Abernethy's Wafer-Lid Trapdoor Spider

Scientific classification
- Kingdom: Animalia
- Phylum: Arthropoda
- Subphylum: Chelicerata
- Class: Arachnida
- Order: Araneae
- Infraorder: Mygalomorphae
- Family: Bemmeridae
- Genus: Homostola
- Species: H. abernethyi
- Binomial name: Homostola abernethyi (Purcell, 1903)
- Synonyms: Paromostola abernethyi Purcell, 1903 ;

= Homostola abernethyi =

- Authority: (Purcell, 1903)

Species of spider

Homostola abernethyi is a species of spider in the family Bemmeridae. It is endemic to the Eastern Cape province of South Africa.

== Distribution ==
Homostola abernethyi is known from two localities in the Eastern Cape: Kentani and Mkhambathi Nature Reserve. The species occurs at elevations ranging from 1 to 424 meters above sea level.

== Habitat ==
The species inhabits forest areas where it lives in leaf litter. It has been recorded from the Indian Ocean Coastal Belt, Savanna and Thicket biomes.

== Description ==

Only females of Homostola abernethyi are known to science. The carapace and legs are pale yellowish in color, with the thoracic portion and lateral borders showing a light brownish tinge.
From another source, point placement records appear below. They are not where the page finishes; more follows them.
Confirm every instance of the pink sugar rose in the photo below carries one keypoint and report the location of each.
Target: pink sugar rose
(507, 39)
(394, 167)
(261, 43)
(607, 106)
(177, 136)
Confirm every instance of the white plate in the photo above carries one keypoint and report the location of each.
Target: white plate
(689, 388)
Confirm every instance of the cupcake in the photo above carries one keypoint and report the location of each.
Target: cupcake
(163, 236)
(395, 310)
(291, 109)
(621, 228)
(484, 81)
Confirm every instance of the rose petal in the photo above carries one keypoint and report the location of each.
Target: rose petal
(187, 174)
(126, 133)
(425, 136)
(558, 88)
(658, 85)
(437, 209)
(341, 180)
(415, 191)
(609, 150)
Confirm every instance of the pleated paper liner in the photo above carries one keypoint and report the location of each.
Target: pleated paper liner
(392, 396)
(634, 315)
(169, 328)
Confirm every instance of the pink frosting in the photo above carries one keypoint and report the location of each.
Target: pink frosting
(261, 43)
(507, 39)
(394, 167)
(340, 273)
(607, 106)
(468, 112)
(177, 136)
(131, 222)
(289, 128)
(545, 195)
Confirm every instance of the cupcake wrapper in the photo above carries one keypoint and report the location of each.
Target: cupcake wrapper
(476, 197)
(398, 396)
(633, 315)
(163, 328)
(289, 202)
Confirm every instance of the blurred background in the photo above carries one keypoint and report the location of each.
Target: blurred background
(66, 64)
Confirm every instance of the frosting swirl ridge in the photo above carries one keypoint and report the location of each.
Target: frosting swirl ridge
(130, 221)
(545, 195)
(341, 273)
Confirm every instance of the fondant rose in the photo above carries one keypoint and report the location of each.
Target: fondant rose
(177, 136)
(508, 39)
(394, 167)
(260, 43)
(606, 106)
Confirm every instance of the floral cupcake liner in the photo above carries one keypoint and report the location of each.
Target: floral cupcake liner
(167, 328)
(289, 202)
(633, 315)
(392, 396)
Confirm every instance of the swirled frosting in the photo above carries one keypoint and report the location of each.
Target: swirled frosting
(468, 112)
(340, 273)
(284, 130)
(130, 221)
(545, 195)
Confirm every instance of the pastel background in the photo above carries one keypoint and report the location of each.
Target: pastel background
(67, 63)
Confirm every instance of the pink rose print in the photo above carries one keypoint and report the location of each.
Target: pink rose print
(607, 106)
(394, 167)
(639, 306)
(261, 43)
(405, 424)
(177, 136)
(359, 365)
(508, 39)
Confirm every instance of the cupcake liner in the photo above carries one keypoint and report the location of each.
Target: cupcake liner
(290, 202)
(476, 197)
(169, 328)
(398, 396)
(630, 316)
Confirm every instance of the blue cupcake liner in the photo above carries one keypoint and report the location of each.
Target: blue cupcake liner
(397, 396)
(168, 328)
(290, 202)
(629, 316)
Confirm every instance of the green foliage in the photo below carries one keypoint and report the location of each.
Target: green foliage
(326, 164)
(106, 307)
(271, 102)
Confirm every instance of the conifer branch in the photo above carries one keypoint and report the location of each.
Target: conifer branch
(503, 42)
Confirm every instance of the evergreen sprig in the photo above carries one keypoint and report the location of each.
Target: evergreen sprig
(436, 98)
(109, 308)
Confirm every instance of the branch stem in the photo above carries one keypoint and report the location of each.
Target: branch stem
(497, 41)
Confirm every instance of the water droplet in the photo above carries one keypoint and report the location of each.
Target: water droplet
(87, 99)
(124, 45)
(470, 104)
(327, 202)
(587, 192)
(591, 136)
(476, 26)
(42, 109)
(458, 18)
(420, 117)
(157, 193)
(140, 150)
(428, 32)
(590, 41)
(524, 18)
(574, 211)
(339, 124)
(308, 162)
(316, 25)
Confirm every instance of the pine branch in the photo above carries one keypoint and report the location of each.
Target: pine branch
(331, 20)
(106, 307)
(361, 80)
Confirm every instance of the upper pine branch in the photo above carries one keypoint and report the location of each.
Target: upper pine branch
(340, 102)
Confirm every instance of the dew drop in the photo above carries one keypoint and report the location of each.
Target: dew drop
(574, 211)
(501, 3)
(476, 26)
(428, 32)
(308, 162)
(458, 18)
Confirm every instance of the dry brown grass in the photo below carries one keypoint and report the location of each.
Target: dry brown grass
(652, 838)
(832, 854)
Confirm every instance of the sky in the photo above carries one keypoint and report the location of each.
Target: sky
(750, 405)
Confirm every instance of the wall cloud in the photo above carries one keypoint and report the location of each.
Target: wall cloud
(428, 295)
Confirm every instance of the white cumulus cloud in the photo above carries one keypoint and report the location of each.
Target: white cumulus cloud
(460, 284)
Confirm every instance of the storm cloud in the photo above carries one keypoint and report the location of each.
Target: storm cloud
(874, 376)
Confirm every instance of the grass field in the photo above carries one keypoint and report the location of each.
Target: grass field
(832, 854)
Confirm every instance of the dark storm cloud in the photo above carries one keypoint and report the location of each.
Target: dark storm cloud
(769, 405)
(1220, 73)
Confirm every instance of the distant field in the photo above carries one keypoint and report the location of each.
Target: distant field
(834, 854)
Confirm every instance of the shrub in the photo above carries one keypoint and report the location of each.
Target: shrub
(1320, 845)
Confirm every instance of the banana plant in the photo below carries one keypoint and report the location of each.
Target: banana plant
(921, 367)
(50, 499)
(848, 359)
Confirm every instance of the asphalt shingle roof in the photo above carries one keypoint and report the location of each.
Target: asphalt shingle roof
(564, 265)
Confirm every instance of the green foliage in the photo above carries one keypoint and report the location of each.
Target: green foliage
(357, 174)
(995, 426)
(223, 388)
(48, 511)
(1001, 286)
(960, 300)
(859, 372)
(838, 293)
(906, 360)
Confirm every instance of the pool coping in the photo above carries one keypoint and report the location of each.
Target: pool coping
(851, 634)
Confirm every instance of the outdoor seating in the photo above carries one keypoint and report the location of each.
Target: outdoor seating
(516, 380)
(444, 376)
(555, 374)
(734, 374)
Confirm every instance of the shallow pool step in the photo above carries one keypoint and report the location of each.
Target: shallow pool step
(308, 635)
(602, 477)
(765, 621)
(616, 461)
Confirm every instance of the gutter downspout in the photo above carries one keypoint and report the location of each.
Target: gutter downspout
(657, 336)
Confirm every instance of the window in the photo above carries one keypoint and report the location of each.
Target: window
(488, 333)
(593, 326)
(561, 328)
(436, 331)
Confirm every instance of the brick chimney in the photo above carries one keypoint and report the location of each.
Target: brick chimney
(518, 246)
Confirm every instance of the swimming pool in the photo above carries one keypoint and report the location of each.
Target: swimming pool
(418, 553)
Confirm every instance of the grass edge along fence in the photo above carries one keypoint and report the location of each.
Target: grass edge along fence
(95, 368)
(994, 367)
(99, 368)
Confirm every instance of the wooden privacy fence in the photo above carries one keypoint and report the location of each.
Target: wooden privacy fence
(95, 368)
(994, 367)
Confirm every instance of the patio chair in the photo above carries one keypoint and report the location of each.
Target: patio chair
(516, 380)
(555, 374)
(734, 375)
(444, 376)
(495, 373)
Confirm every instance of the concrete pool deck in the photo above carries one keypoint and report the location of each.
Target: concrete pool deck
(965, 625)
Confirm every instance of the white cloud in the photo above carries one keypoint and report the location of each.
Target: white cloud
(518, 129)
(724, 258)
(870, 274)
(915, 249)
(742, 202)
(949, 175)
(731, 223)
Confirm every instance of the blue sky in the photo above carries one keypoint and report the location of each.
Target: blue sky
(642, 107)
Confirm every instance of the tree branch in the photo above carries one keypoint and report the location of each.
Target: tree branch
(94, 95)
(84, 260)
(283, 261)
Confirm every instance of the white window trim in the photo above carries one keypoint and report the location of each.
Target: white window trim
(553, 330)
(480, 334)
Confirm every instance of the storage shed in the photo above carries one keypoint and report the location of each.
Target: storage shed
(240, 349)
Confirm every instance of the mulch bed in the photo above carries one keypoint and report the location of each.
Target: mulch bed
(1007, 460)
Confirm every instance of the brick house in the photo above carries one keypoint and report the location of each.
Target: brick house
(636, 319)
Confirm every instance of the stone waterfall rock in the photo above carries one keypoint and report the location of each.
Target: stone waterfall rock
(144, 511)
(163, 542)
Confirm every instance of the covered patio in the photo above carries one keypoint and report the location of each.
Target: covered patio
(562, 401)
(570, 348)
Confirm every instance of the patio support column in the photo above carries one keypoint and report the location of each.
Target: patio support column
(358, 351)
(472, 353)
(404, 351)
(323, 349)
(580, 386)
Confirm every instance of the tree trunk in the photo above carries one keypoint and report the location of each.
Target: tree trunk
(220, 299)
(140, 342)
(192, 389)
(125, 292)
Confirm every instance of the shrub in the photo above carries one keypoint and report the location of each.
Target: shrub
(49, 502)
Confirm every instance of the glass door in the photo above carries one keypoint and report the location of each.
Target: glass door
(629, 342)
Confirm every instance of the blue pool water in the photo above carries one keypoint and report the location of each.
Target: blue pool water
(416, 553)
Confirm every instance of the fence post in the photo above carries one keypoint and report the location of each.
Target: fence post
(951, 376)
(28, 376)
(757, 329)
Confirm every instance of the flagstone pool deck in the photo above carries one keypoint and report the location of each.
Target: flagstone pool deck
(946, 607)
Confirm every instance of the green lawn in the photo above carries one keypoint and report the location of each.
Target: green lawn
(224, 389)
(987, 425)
The ocular area is more than twice as wide as long. The labium bears 9 teeth arranged in 3 rows. The tarsi of legs I and II are scopulate to the base. The total length is 13.1 millimeters.

== Conservation ==
The species is listed as Data Deficient due to taxonomic uncertainty, as males remain unknown and the full species range is undetermined. It is protected within Mkhambathi Nature Reserve.